Tecnologias de prevenção multiuso:
Uma classe inovadora de produtos que estão agora em desenvolvimento combina prevenção ao HIV e outras infecções sexualmente transmissíveis (ISTs) com ou sem contracepção. No entanto, a implementação ainda encontra diversos desafios envolvendo a complexidade do desenvolvimento de produtos e regulamentação. Algumas dessas tecnologias de prevenção, no entanto, estão entrando em fase de estudo clínico. Um exemplo é o uso de anel vaginal de dapivirina com levonorgestrel (contraceptivo), em estudo na fase 1 com o projeto MTN-030/IPM-041.
Implantes:
Já presentes em diversos tratamentos, os implantes subdermais permitem uma liberação controlada de medicamentos. Dentre as vantagens sobre outros métodos, os implantes permitem a suspensão imediata da PrEP em caso de reações adversas, ao contrário de injeções de longa ação, que permanecem mais tempo no organismo após a suspensão. O estudo CAPRISA-018 deve iniciar ainda este ano e irá avaliar a segurança, aceitabilidade e efetividade de TAF como implante subdermal para PrEP em mulheres cis na África do Sul.

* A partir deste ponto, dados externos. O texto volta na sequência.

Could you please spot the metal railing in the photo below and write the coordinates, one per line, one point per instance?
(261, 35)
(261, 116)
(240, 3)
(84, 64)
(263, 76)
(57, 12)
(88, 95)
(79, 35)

Sistemas transdérmico de administração de medicamento:
Proporcionam uma liberação controlada de medicamentos da pele para o sistema circulatório. Tal alternativa da PrEP possui como vantagem sobre as outras a maior facilidade e rapidez na suspensão do tratamento de terapias injetáveis ou implantáveis. Os estudos com esse método, entretanto, ainda não se iniciaram com seres humanos.
É importante ressaltar que a pesquisa pela diversificação dos métodos de PrEP não ocorre pela baixa eficácia da PrEP oral disponível. Quando tomada corretamente, a PrEP em doses de TDF/FTC fornece proteção comprovada de 96% contra o HIV. A oscilação na eficácia desse método se deve especialmente a dificuldades na adesão aos comprimidos. Diversos estudos já provaram que fatores como contexto sociocultural, de gênero, idade e escolaridade influenciam na adequação à exigência de uma pílula diária.
Ampliar a disponibilidade de métodos (como a PrEP injetável, com anel vaginal, uso tópico ou mesmo por via oral em menor dosagem) permite alcançar esses diferentes perfis. O sucesso da empreitada, porém, depende da continuidade dos estudos que avaliam a eficácia, segurança e farmacocinética desses outros métodos. Espera-se, com isso, que as populações para quem a PrEP é indicada possam escolher o método mais adequado a seu estilo de vida, potencializando o sucesso da prevenção contra o HIV.
*Autores do estudo e do artigo: Lara Esteves Coelho, Thiago Silva Torres, Valdiléa Veloso (INI/Fiocruz), Raphael J. Landovitz (UCLA) e Beatriz Grinsztejn (INI/Fiocruz).